The woman who is made of a thousand spiders is knitting a hat for her husband out of the last of her favorite yarn.
She sits underneath the lilac tree and cradles the yarn in the folds of a long black skirt. The lilac is in full bloom, and as the sky darkens, it releases its sweet scent to call insects.
The woman who is made of a thousand spiders revels in the buzz of new prey.
Her husband breathes deeply, a lazy smile on his face. He settles further into his rocking bench and pulls his hoodie down over his eyes to deter the mosquitos that gather around him. Even with the thousand spiders sitting near, plucking insects from the air, the mosquitos are relentless. He will itch all night.
Lilacs are more fragrant in the evenings, and their season is short. It is worth the itch.
The woman who is made of a thousand spiders is nearing the crown of the hat. Its tension is off, and the fabric will not lay properly. Her favorite yarn is a blend of silk (not her own, but that of moths), and it is unforgiving. Her hands do not work properly as they are operated by spiders, and it is difficult to keep an even tension as her needles move across the yarn.

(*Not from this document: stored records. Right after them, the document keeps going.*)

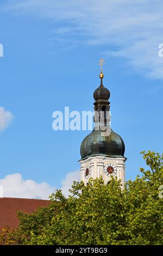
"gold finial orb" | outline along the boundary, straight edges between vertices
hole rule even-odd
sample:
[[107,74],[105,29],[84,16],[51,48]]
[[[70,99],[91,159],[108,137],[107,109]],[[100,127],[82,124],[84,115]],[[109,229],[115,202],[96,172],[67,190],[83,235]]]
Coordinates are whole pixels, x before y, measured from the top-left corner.
[[103,78],[104,77],[104,74],[102,72],[101,72],[99,74],[99,78]]

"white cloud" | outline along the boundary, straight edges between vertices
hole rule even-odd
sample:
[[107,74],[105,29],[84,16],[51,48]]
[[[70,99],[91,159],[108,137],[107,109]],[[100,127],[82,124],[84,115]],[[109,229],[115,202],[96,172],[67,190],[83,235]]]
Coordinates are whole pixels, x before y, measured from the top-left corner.
[[[68,194],[68,189],[73,181],[79,180],[79,171],[66,175],[65,179],[62,181],[61,188],[66,196]],[[48,199],[49,196],[55,192],[56,189],[45,182],[37,183],[32,180],[23,180],[20,173],[7,175],[4,179],[0,179],[0,197]]]
[[[105,45],[105,54],[126,58],[133,69],[145,76],[163,78],[163,58],[158,56],[158,45],[163,42],[162,0],[154,3],[152,0],[14,0],[9,3],[5,10],[57,21],[56,33],[60,36],[68,32],[71,37],[71,32],[83,34],[83,43]],[[64,26],[63,21],[66,22]],[[118,50],[110,51],[111,46]]]
[[13,115],[7,111],[3,107],[0,107],[0,132],[4,131],[13,119]]

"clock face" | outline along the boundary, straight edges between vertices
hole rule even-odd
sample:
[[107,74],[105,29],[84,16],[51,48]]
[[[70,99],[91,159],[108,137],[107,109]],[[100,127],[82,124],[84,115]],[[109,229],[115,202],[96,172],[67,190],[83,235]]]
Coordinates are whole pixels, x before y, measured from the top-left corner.
[[88,179],[90,176],[90,169],[89,166],[85,167],[85,176],[86,179]]
[[115,176],[117,173],[117,168],[113,163],[107,163],[104,167],[104,172],[107,176]]

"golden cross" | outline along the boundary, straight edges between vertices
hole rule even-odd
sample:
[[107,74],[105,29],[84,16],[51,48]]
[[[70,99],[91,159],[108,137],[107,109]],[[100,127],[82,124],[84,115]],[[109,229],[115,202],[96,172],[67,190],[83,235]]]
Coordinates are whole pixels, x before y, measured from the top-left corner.
[[98,62],[99,62],[99,63],[98,63],[98,65],[101,65],[101,72],[102,73],[102,72],[103,72],[103,65],[105,64],[104,63],[104,60],[102,58],[101,58],[100,60],[98,60]]

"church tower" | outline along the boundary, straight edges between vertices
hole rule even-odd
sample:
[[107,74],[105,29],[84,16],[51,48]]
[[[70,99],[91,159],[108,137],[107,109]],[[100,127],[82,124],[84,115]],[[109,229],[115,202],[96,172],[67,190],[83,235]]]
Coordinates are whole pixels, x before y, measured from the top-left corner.
[[81,180],[85,185],[89,178],[102,176],[108,184],[112,176],[125,183],[124,144],[122,138],[111,129],[109,121],[109,90],[104,87],[102,70],[103,60],[99,61],[101,84],[93,93],[95,128],[83,141],[80,146]]

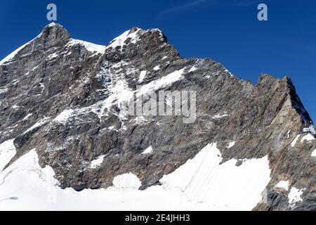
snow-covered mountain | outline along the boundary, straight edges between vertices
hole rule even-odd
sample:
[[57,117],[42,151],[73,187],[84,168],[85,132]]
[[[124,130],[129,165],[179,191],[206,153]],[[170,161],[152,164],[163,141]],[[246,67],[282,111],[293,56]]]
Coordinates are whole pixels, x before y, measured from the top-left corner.
[[[195,91],[195,120],[129,113],[162,90]],[[312,122],[291,79],[254,86],[157,29],[99,46],[51,24],[0,62],[0,105],[1,210],[316,210]]]

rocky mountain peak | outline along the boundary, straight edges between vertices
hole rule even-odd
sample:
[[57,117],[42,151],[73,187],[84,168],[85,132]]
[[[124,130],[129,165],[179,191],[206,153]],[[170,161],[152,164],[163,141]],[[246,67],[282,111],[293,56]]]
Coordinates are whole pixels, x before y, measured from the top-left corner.
[[[108,188],[118,176],[131,173],[144,190],[163,185],[164,175],[202,152],[223,172],[216,177],[246,168],[256,184],[264,180],[256,191],[250,189],[258,194],[252,208],[258,203],[256,210],[316,209],[316,142],[301,134],[310,118],[287,77],[262,74],[253,86],[213,60],[180,57],[157,29],[133,27],[98,46],[72,39],[51,24],[9,56],[0,63],[0,143],[11,140],[16,154],[4,162],[4,176],[31,152],[42,167],[53,170],[62,188]],[[184,115],[129,113],[134,94],[159,91],[195,91],[192,123],[183,122]],[[257,160],[263,162],[264,179],[261,172],[244,167]],[[203,175],[198,184],[189,176],[187,186],[174,186],[191,194],[190,188],[213,177],[208,169],[190,169]],[[236,184],[225,181],[231,184],[227,189],[239,185],[238,196],[248,199],[239,176],[232,179]],[[284,180],[286,188],[277,188]],[[220,184],[207,181],[205,196]],[[301,198],[289,200],[296,189]]]

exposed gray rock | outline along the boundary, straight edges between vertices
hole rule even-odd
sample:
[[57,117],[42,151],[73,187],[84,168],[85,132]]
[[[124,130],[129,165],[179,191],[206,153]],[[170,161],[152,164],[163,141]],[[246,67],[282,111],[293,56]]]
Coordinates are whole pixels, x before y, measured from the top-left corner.
[[[144,189],[217,142],[223,162],[268,155],[268,200],[255,210],[316,210],[316,159],[310,156],[316,142],[299,139],[291,147],[302,121],[312,120],[290,78],[262,74],[254,86],[211,59],[180,57],[159,30],[128,34],[137,38],[114,41],[98,53],[79,47],[62,26],[50,25],[0,65],[0,89],[6,90],[0,91],[0,143],[14,138],[18,150],[10,163],[35,148],[41,166],[51,166],[62,188],[106,188],[114,176],[133,172]],[[105,107],[117,86],[133,91],[182,69],[182,79],[155,91],[196,91],[194,123],[183,123],[183,116],[141,120],[122,115],[117,104]],[[147,72],[143,81],[141,71]],[[54,120],[62,112],[69,116]],[[228,148],[231,141],[236,143]],[[152,153],[141,154],[149,146]],[[102,165],[91,168],[101,155]],[[305,188],[294,206],[290,188],[275,188],[284,178],[290,188]]]

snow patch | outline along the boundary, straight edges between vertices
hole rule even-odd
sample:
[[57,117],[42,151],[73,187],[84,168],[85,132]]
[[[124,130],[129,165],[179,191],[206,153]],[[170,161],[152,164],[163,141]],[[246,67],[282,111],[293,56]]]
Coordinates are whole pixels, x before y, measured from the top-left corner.
[[138,190],[141,182],[129,173],[114,177],[113,186],[107,189],[77,192],[61,189],[53,169],[41,168],[32,150],[0,173],[0,210],[252,210],[269,180],[267,157],[236,168],[235,160],[220,165],[218,153],[216,144],[207,146],[164,176],[165,184],[145,191]]
[[289,181],[280,181],[277,185],[275,186],[276,188],[284,188],[287,191],[289,190]]
[[227,147],[227,148],[232,148],[233,146],[235,146],[236,143],[236,141],[232,141],[228,144],[228,147]]
[[136,96],[145,94],[150,91],[154,91],[180,80],[182,78],[182,75],[185,69],[185,68],[179,70],[176,70],[165,77],[143,85],[136,93]]
[[113,187],[117,189],[138,189],[142,183],[138,177],[132,173],[121,174],[113,179]]
[[251,210],[262,199],[261,193],[270,179],[268,156],[249,160],[237,167],[236,160],[220,165],[220,155],[216,143],[209,144],[160,181],[210,208]]
[[138,83],[139,84],[143,82],[143,81],[145,79],[145,77],[146,76],[146,74],[147,74],[147,71],[146,70],[140,71],[140,74],[139,75],[139,79],[138,79]]
[[36,124],[34,124],[33,126],[29,127],[28,129],[27,129],[23,134],[27,134],[30,131],[37,129],[38,127],[40,127],[43,126],[44,124],[46,124],[49,120],[49,117],[44,117],[43,119],[39,120]]
[[303,201],[303,199],[301,198],[301,195],[304,192],[305,189],[298,189],[296,187],[293,187],[291,188],[291,191],[289,193],[289,203],[291,207],[294,207],[296,202],[300,202]]
[[138,31],[140,30],[139,28],[137,28],[137,30],[134,32],[129,34],[131,30],[129,30],[119,35],[119,37],[114,39],[110,44],[105,47],[105,49],[113,48],[116,49],[117,47],[120,47],[121,49],[126,44],[125,41],[126,41],[128,39],[131,39],[130,43],[136,43],[136,41],[139,39],[139,35],[138,34]]
[[33,115],[33,113],[29,113],[27,114],[22,120],[22,121],[25,121],[27,120],[28,118],[29,118],[32,115]]
[[311,155],[312,155],[312,157],[316,157],[316,149],[312,151]]
[[193,65],[193,66],[192,67],[192,68],[190,69],[189,72],[195,72],[195,71],[197,70],[197,68],[196,68],[195,65]]
[[96,169],[98,167],[100,167],[101,165],[102,162],[103,162],[105,156],[105,155],[100,155],[98,158],[97,158],[96,160],[91,161],[91,163],[90,164],[90,168]]
[[60,112],[53,121],[55,122],[59,122],[62,124],[65,124],[68,118],[72,116],[74,113],[74,110],[72,109],[65,110]]

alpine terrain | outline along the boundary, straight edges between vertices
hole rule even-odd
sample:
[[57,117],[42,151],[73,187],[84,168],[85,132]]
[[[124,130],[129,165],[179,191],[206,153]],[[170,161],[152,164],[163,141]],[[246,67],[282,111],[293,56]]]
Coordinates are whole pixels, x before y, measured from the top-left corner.
[[[196,91],[195,120],[129,113],[159,91]],[[50,24],[0,62],[0,106],[1,210],[316,210],[316,133],[291,79],[253,85],[158,29],[98,46]]]

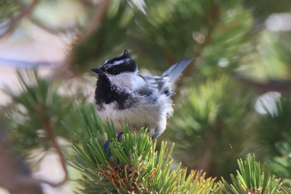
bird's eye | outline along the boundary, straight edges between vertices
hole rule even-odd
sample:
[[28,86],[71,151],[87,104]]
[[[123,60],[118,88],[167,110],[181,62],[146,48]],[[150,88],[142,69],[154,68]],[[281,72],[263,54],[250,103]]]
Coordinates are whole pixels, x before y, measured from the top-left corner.
[[113,70],[113,74],[114,75],[117,75],[118,74],[119,74],[119,72],[116,70]]

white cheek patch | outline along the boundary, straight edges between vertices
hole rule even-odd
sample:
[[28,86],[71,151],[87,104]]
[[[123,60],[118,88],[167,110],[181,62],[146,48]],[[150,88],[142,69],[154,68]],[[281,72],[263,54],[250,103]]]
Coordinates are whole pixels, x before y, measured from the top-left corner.
[[120,65],[121,63],[123,63],[126,60],[126,59],[123,59],[123,60],[118,60],[117,61],[115,61],[112,65]]
[[126,72],[116,75],[107,75],[111,84],[116,86],[117,89],[125,91],[138,89],[144,85],[145,81],[137,74],[137,72]]

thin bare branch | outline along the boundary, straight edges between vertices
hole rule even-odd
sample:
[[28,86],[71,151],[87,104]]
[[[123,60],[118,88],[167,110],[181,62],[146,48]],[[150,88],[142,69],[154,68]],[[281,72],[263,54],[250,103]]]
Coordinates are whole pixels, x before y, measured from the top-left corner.
[[24,17],[29,15],[33,10],[35,6],[38,3],[40,0],[34,0],[29,5],[23,9],[16,18],[12,19],[9,24],[8,28],[3,33],[0,35],[0,38],[12,32],[15,27]]
[[54,129],[53,128],[52,126],[51,122],[50,121],[47,121],[44,123],[44,125],[51,142],[52,142],[53,147],[54,148],[57,154],[58,155],[59,158],[61,160],[61,165],[65,172],[65,177],[62,181],[58,183],[52,184],[50,184],[54,187],[57,187],[63,184],[67,180],[67,179],[68,178],[68,172],[66,166],[66,161],[65,159],[65,157],[61,151],[58,145]]
[[[98,29],[98,26],[105,15],[107,7],[110,2],[110,0],[102,0],[96,5],[95,7],[93,17],[91,22],[87,25],[84,30],[78,35],[75,40],[80,42],[86,38],[91,35]],[[70,69],[73,60],[74,53],[71,50],[68,54],[66,59],[60,67],[55,71],[52,76],[51,80],[54,80],[59,77],[63,77],[65,72]]]

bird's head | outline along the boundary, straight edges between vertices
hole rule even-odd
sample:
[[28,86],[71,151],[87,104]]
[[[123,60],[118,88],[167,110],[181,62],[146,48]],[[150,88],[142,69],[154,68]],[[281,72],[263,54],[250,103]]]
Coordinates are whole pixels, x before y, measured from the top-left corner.
[[134,87],[134,80],[139,74],[137,66],[126,49],[122,56],[107,60],[100,68],[90,69],[98,74],[97,82],[108,82],[117,90]]

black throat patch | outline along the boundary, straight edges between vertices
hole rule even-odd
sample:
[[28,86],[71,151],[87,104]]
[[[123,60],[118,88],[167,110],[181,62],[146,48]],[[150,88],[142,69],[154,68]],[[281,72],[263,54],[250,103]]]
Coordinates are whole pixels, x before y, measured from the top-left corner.
[[95,104],[98,110],[104,108],[104,104],[108,104],[116,102],[116,108],[120,110],[127,108],[131,106],[128,94],[125,92],[117,92],[112,88],[110,81],[106,76],[98,76],[96,83],[94,98]]

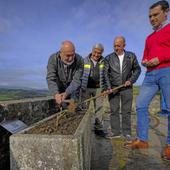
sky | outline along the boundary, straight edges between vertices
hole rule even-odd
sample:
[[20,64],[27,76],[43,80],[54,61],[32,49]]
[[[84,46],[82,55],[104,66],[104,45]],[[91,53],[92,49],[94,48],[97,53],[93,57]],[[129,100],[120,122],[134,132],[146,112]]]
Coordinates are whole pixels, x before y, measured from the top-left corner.
[[[154,0],[0,0],[0,86],[46,89],[46,67],[61,42],[71,40],[87,56],[102,43],[113,52],[115,36],[141,62],[152,32],[148,9]],[[143,81],[145,69],[136,82]]]

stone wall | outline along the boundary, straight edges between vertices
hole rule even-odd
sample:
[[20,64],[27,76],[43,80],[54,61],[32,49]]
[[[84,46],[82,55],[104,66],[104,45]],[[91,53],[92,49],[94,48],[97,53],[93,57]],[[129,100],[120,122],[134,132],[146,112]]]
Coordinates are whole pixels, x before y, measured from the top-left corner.
[[[10,137],[11,170],[90,170],[91,118],[86,113],[72,135],[28,134],[52,115]],[[28,133],[27,133],[28,132]]]
[[[51,97],[0,102],[0,122],[19,119],[30,126],[58,111]],[[9,169],[9,136],[0,126],[0,169]]]

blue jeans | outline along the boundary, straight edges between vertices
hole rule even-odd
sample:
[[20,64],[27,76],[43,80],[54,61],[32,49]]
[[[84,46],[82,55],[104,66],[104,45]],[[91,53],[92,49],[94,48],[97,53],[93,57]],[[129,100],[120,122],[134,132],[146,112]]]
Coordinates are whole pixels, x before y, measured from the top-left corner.
[[[153,70],[151,72],[147,72],[145,75],[143,84],[140,88],[140,94],[136,101],[137,137],[140,140],[148,140],[148,107],[159,89],[162,91],[164,96],[166,110],[170,113],[170,67]],[[167,143],[170,144],[170,116],[168,116]]]

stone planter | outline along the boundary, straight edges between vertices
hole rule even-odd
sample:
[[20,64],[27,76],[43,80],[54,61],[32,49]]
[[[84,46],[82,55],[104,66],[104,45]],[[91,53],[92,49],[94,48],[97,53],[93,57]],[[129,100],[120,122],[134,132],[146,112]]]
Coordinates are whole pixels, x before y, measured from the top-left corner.
[[57,114],[10,137],[11,170],[89,170],[91,123],[86,113],[74,134],[28,134]]

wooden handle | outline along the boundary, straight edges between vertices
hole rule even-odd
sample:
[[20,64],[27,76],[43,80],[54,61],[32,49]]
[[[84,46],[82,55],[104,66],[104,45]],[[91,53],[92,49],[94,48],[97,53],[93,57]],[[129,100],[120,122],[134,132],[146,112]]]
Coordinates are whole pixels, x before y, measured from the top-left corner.
[[[122,84],[122,85],[120,85],[120,86],[118,86],[118,87],[115,87],[115,88],[111,89],[111,90],[112,90],[111,93],[113,93],[114,91],[116,91],[116,90],[118,90],[118,89],[120,89],[120,88],[122,88],[122,87],[124,87],[124,86],[125,86],[125,85]],[[98,97],[101,97],[101,96],[104,95],[104,94],[105,94],[105,92],[100,93],[100,94],[98,94],[98,95],[96,95],[96,96],[94,96],[94,97],[91,97],[91,98],[89,98],[89,99],[84,100],[82,103],[86,103],[86,102],[89,102],[89,101],[91,101],[91,100],[97,99]],[[107,94],[107,95],[108,95],[108,94]]]

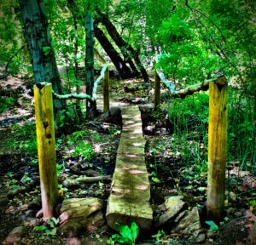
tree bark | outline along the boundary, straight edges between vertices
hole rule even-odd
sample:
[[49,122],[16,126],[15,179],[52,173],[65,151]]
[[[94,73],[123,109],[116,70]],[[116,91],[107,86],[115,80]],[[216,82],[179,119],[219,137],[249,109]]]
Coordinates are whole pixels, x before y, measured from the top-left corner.
[[[76,79],[76,93],[80,93],[80,85],[79,80],[79,63],[78,63],[78,52],[79,52],[79,37],[78,37],[78,13],[79,9],[73,2],[73,0],[67,1],[68,8],[73,15],[73,30],[74,30],[74,47],[73,47],[73,57],[74,57],[74,76]],[[82,111],[80,102],[79,100],[76,100],[76,111],[78,113],[79,119],[82,118]]]
[[[50,43],[50,33],[44,1],[20,0],[20,6],[35,82],[36,83],[51,83],[54,91],[61,94],[61,83]],[[61,114],[61,111],[66,108],[66,102],[55,100],[54,106],[55,112]]]
[[224,207],[227,149],[227,80],[219,77],[210,83],[207,218],[218,223]]
[[135,75],[138,75],[138,71],[131,58],[131,54],[126,50],[127,43],[124,41],[122,37],[119,35],[119,33],[117,31],[115,26],[113,25],[113,23],[110,21],[110,20],[104,14],[102,14],[102,23],[105,26],[108,34],[112,37],[112,39],[114,41],[116,45],[119,48],[125,61],[127,61],[130,67],[131,68],[132,71]]
[[149,81],[149,77],[139,59],[138,52],[136,52],[134,48],[122,38],[115,26],[106,15],[102,14],[102,23],[105,26],[108,34],[121,50],[125,60],[127,60],[135,75],[137,75],[137,70],[131,60],[131,57],[134,59],[135,63],[137,66],[137,69],[143,75],[144,81],[148,83]]
[[114,66],[119,72],[123,79],[132,78],[134,75],[131,73],[130,68],[126,66],[125,62],[122,60],[119,53],[114,49],[109,40],[105,36],[104,32],[96,25],[94,25],[95,37],[97,38]]
[[[85,69],[86,69],[86,94],[92,96],[94,85],[94,29],[93,19],[90,11],[85,16],[85,31],[86,31],[86,54],[85,54]],[[86,117],[94,117],[96,115],[96,101],[86,100]]]

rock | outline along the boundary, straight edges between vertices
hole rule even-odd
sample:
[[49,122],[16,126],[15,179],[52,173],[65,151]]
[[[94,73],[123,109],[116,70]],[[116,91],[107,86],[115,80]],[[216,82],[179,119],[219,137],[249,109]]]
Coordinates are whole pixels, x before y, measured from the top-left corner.
[[206,234],[199,234],[196,237],[197,242],[203,242],[206,241]]
[[27,205],[27,209],[32,209],[32,210],[40,210],[42,208],[42,203],[41,203],[41,197],[38,197],[33,199],[32,202],[28,203]]
[[172,231],[186,235],[189,239],[195,239],[201,231],[201,228],[198,208],[195,207],[179,221],[177,226]]
[[166,198],[165,203],[158,207],[160,210],[163,211],[163,214],[160,215],[156,222],[157,226],[162,225],[178,214],[185,204],[182,199],[183,197],[181,196]]
[[148,125],[143,128],[143,134],[146,135],[154,135],[154,129],[152,126]]
[[66,242],[66,245],[81,245],[81,241],[77,237],[68,237]]
[[3,242],[3,244],[16,243],[21,239],[23,233],[24,233],[23,226],[18,226],[14,228],[13,231],[9,232],[8,236]]
[[119,107],[112,107],[109,111],[102,113],[97,121],[122,126],[121,110]]
[[254,223],[253,230],[249,233],[247,240],[247,245],[256,245],[256,222]]
[[0,206],[1,207],[3,207],[6,204],[8,204],[8,202],[9,202],[9,199],[8,199],[7,195],[3,195],[0,197]]
[[72,198],[63,202],[59,231],[69,237],[95,232],[105,224],[102,202],[97,198]]
[[76,217],[67,219],[60,226],[59,232],[68,237],[73,237],[84,232],[94,233],[105,223],[103,214],[99,212],[90,215],[86,219],[84,217]]

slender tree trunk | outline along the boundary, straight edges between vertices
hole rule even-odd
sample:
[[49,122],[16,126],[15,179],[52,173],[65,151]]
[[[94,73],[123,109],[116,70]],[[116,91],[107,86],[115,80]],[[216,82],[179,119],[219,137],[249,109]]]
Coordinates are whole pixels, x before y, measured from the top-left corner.
[[[80,85],[78,82],[79,80],[79,63],[78,63],[78,52],[79,52],[79,36],[78,36],[78,13],[79,9],[76,7],[73,0],[67,1],[68,8],[73,15],[73,29],[74,29],[74,48],[73,48],[73,57],[74,57],[74,76],[76,79],[76,92],[80,93]],[[79,100],[76,100],[76,111],[78,113],[78,117],[82,118],[82,111]]]
[[135,63],[137,66],[138,70],[140,71],[140,72],[142,73],[142,75],[143,77],[144,81],[148,82],[149,81],[148,75],[143,63],[141,62],[141,60],[139,59],[138,52],[136,52],[134,50],[134,48],[122,38],[122,37],[119,35],[119,33],[116,30],[115,26],[113,25],[113,23],[110,21],[110,20],[106,15],[102,15],[102,23],[105,26],[108,34],[110,35],[112,39],[114,41],[116,45],[120,48],[125,60],[127,60],[128,64],[130,65],[131,68],[135,72],[135,74],[136,75],[137,74],[137,70],[135,67],[131,57],[133,57]]
[[[85,17],[86,31],[86,94],[92,96],[94,85],[94,28],[93,19],[88,12]],[[96,115],[96,102],[86,100],[86,117],[93,117]]]
[[124,41],[122,37],[119,35],[118,31],[116,30],[115,26],[113,25],[113,23],[110,21],[110,20],[106,15],[102,15],[102,23],[105,26],[108,34],[112,37],[112,39],[114,41],[116,45],[119,48],[125,61],[126,61],[130,67],[131,68],[132,71],[136,76],[137,76],[139,73],[131,58],[131,54],[129,52],[127,52],[126,47],[127,43]]
[[126,66],[125,62],[122,60],[119,53],[114,49],[111,43],[108,41],[104,32],[96,25],[94,25],[95,37],[98,39],[99,43],[111,59],[114,66],[119,72],[122,78],[132,78],[131,71]]
[[[49,82],[55,93],[61,94],[62,88],[55,57],[50,43],[45,6],[43,0],[20,0],[25,36],[32,58],[36,83]],[[55,114],[66,108],[64,100],[55,100]],[[58,117],[56,117],[58,122]]]

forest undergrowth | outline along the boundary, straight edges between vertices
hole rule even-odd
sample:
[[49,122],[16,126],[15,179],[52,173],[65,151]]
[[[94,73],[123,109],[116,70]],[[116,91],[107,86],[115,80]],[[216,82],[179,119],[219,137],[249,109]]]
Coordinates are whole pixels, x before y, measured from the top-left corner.
[[[113,81],[111,93],[119,94],[115,100],[126,105],[129,103],[147,104],[147,90],[124,92],[125,85],[137,88],[138,82]],[[0,239],[3,241],[13,228],[24,225],[26,235],[20,244],[69,244],[68,239],[55,233],[57,225],[49,229],[48,235],[44,230],[34,229],[42,226],[44,222],[35,217],[41,207],[34,112],[28,99],[32,95],[32,87],[28,84],[23,88],[18,88],[20,90],[1,88],[1,93],[5,94],[0,108],[1,197],[6,193],[14,194],[11,194],[12,198],[1,199],[3,208],[1,209]],[[230,88],[229,90],[225,215],[216,236],[207,237],[204,244],[244,244],[255,220],[254,111],[253,100],[240,95],[236,89]],[[181,195],[189,207],[196,206],[201,210],[201,222],[205,224],[208,95],[201,93],[184,100],[164,100],[157,111],[148,105],[141,106],[147,140],[145,157],[151,183],[151,203],[157,214],[157,207],[164,202],[166,197]],[[16,117],[13,118],[11,114]],[[113,174],[121,127],[118,123],[104,122],[100,117],[83,124],[69,123],[66,125],[66,134],[56,135],[60,183],[71,175],[81,174],[102,176],[102,179],[76,187],[60,185],[60,193],[63,198],[98,197],[106,205],[111,186],[110,181],[103,181],[103,176]],[[24,186],[26,189],[22,189]],[[15,190],[19,191],[15,192]],[[205,224],[203,229],[207,232],[209,227]],[[193,244],[193,241],[181,242],[183,241],[182,236],[173,236],[167,230],[163,227],[162,232],[152,231],[150,235],[139,237],[138,242],[166,244],[168,241],[168,244]],[[112,232],[103,226],[90,235],[83,235],[79,241],[82,244],[107,244]],[[155,233],[159,236],[155,236]]]

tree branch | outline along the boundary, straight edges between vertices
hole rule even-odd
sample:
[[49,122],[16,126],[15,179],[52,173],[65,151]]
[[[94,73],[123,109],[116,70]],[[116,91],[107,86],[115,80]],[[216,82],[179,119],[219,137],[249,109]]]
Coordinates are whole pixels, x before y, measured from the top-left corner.
[[176,85],[172,82],[168,81],[163,72],[156,70],[157,75],[160,78],[161,82],[168,88],[170,94],[173,98],[181,98],[184,99],[187,95],[191,95],[195,92],[201,90],[207,91],[209,88],[209,83],[212,82],[218,84],[218,86],[224,86],[227,83],[227,79],[224,76],[220,75],[216,80],[206,80],[202,83],[196,83],[191,86],[189,86],[185,88],[176,90]]
[[11,58],[8,60],[8,62],[7,62],[7,64],[5,66],[4,71],[3,71],[3,74],[0,75],[0,79],[5,79],[9,75],[9,72],[8,71],[8,69],[9,69],[9,66],[10,62],[19,54],[19,52],[21,51],[23,48],[24,48],[24,45],[21,48],[20,48],[15,53],[15,54],[13,56],[11,56]]
[[[98,85],[100,82],[104,78],[106,70],[108,68],[108,65],[104,65],[100,77],[96,79],[96,81],[94,82],[94,87],[93,87],[93,91],[92,91],[92,96],[90,96],[89,94],[57,94],[54,91],[52,91],[53,96],[55,99],[58,100],[68,100],[68,99],[76,99],[76,100],[88,100],[90,101],[96,101],[97,100],[97,89],[98,89]],[[44,83],[40,83],[41,84],[44,85]]]
[[219,31],[219,33],[221,35],[221,37],[222,37],[224,43],[226,43],[226,40],[225,40],[225,37],[224,37],[224,35],[222,33],[222,31],[220,30],[220,28],[207,15],[206,15],[203,12],[201,12],[201,11],[196,9],[194,9],[194,8],[190,7],[189,5],[189,0],[185,0],[185,6],[187,6],[191,11],[195,11],[195,12],[201,14],[201,15],[203,15],[207,20],[208,20],[218,30],[218,31]]

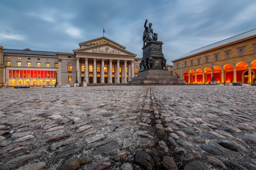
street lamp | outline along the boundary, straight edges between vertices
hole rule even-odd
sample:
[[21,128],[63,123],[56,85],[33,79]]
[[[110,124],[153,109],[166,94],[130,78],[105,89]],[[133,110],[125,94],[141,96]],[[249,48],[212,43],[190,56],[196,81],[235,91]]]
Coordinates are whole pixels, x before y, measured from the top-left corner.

She finishes anyway, because there was only a row left, and the vanishing sunlight is no problem to her. She threads the yarn through the last twelve stitches and cuts it free with the small golden scissors she remembered to put in the pocket of her skirt. The scissors are in the shape of a swan, and they were a gift from her husband. The glint catches his eye. He reaches for them and caws softly at her as he opens the sharp beak, though he knows crows sound nothing like swans.
She pulls her false face into the configuration of a warm smile, and hands him the hat.
It barely comes down to the tops of his ears, but he pulls it down and tells her it might lay right after washing. She needn’t worry about the fit.
But the woman who is made of a thousand spiders gathers the tendons in her neck and shakes her head “no.” It isn’t worth the trouble to make something unless it is perfect. The tension is wrong, the fit is wrong, and this is only the second project she’s made with the yarn only to unravel it and try again.
“I’ll redo it,” she rasps through brittle lungs and difficult lips made of spider’s silk.
“Wait until fall,” says her husband, because the lilacs are in bloom and the nights are long and she shouldn’t waste the summer mad at knitting.
The woman who is made of a thousand spiders thinks for a moment. Her husband will not need a hat until fall. She nods and gathers herself to join him on the bench, where they twine their hands and rock the bench and stare up at the stars.